Peter Heinrich Mansbendel

Swiss, 1883 - 1940
BiographyMANSBENDEL, PETER HEINRICH (1883–1940). Peter Heinrich Mansbendel, woodcarver, was born to Johann Peter and Valeria Siegrist Mansbendel on August 12, 1883, at Basel, Switzerland. The elder Mansbendel was a businessman who gave his children little beyond three meals a day and a grade school education. At ten Peter had determined to become a woodcarver and was apprenticed to a local master named Ulrich Huber, with whom he trained for the next six years. There followed a period of study at the Industrial Arts School and then a stint of compulsory service in the Swiss Artillery. Once discharged, Mansbendel yielded to wanderlust and set out for London to examine the woodcarvings of the seventeenth-century English master, Grinling Gibbons. He then departed for Paris to complete his education at the Coquier-Roland School of Art. Mansbendel immigrated to America in 1907. He worked first in Boston and then in New York, where he executed woodcarving for L. Marcotte and Company, an interior-design firm. During this time he also taught night classes in clay modeling at the Cooper Union for the Advancement of Science and Art. At tea in his studio he met Clotilde Shipe, whose father, Monroe M. Shipe, was a prominent Austin real estate developer. Mansbendel followed Miss Shipe to Austin, where they were married in 1911. In time they became the parents of a daughter and a son. Mansbendel opened a studio in a corner of the former Swedish consulate at 109 West Ninth Street, where Swante Palm once housed his library. He worked out of this studio until ill health overtook him late in 1939.

During the 1920s and 1930s leading architects in Austin, Dallas, Houston, and San Antonio would summon Mansbendel to put finishing touches on their most important projects. His fireplace mantels were especially popular. In addition to architectural detail work, he also made furniture and decorative household items. He frequently interpreted Texas themes-historic persons, places, and events as well as the flora and fauna of his adopted land. His pieces are noted for their fidelity, strength, and spirit. He was always the seeker of the quick, spontaneous effect, always careful to avoid chiseling the life out of an object. Except for portrait carvings, surfaces were never sanded; crisp tool marks were left for texture and effect. The market for Mansbendel's kind of artistry was in decline during his lifetime, however. Texas had only recently emerged from its frontier past, and the children of its pioneers had just begun to develop a serious interest in the fine arts. Moreover, Mansbendel was at the peak of his ability just as the Great Depression settled over the country.

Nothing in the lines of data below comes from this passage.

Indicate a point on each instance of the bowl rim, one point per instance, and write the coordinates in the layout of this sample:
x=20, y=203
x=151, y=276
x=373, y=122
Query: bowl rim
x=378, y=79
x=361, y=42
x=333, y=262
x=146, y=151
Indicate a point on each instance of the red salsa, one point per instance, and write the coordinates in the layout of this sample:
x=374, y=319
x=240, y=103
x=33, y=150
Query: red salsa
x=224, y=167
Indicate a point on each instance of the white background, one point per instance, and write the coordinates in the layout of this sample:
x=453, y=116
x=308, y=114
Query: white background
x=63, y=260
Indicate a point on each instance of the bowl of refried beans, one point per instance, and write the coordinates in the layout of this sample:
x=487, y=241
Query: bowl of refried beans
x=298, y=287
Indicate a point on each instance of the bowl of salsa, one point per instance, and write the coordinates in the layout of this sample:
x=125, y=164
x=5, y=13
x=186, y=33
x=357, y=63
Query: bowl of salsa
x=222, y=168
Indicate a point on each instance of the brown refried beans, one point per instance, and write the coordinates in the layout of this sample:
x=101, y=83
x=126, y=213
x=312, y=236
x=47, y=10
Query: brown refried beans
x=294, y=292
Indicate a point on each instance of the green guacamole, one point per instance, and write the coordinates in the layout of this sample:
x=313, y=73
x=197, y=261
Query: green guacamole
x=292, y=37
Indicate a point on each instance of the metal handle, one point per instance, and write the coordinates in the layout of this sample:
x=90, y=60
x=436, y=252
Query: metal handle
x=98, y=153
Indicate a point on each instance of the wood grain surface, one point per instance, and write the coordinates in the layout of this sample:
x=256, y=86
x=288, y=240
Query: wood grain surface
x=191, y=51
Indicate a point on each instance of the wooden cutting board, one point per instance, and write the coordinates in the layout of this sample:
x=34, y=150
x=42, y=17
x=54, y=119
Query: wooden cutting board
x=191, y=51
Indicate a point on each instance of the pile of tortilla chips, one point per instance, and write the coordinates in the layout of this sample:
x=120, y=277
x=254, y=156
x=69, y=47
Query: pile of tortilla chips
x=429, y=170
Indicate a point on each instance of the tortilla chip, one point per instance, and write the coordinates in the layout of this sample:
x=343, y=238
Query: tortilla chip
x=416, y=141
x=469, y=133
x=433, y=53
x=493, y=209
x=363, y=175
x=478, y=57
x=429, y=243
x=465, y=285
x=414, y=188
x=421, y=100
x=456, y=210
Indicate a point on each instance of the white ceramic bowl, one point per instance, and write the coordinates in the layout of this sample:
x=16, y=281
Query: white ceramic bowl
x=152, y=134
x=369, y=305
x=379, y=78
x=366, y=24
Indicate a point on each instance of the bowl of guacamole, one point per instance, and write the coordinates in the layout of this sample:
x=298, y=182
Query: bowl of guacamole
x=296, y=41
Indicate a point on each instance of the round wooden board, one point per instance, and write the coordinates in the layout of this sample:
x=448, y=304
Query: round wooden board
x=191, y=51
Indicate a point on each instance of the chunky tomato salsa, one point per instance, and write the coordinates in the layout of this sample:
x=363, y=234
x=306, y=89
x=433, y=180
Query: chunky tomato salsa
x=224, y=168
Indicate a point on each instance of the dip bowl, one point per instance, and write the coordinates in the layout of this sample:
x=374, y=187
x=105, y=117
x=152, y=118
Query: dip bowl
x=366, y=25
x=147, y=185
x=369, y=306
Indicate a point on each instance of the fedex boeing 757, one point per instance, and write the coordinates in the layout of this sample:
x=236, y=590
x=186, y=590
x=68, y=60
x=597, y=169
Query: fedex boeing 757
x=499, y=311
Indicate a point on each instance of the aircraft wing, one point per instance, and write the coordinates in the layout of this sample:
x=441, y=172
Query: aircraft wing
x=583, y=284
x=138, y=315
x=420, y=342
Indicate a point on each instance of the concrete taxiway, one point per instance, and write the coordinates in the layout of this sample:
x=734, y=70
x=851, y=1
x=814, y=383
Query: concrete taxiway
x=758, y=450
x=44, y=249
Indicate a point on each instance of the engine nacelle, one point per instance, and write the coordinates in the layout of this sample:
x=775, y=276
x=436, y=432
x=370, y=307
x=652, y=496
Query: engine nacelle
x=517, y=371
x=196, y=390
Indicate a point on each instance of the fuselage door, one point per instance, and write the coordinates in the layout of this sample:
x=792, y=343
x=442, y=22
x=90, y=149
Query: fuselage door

Nonetheless it was during these hard times that he produced some of his most notable public work: the magnificent carved doors of the Spanish Governor's Palace and of Mission San José at San Antonio, as well as the portrait medallions of former University of Texas presidents which are located in the Texas Union on the University of Texas campus in Austin. In addition to his career in woodcarving, Mansbendel was actively engaged in the Austin Community Players, both as a set designer and performer, in the Austin Sängerrunde, and in St. David's Episcopal Church. He died of cancer on July 20, 1940, in Austin.

BIBLIOGRAPHY: Peter Mansbendel: A Swiss Woodcarver in Texas (San Antonio: University of Texas Institute of Texan Cultures, 1977). Vertical Files, Dolph Briscoe Center for American History, University of Texas at Austin.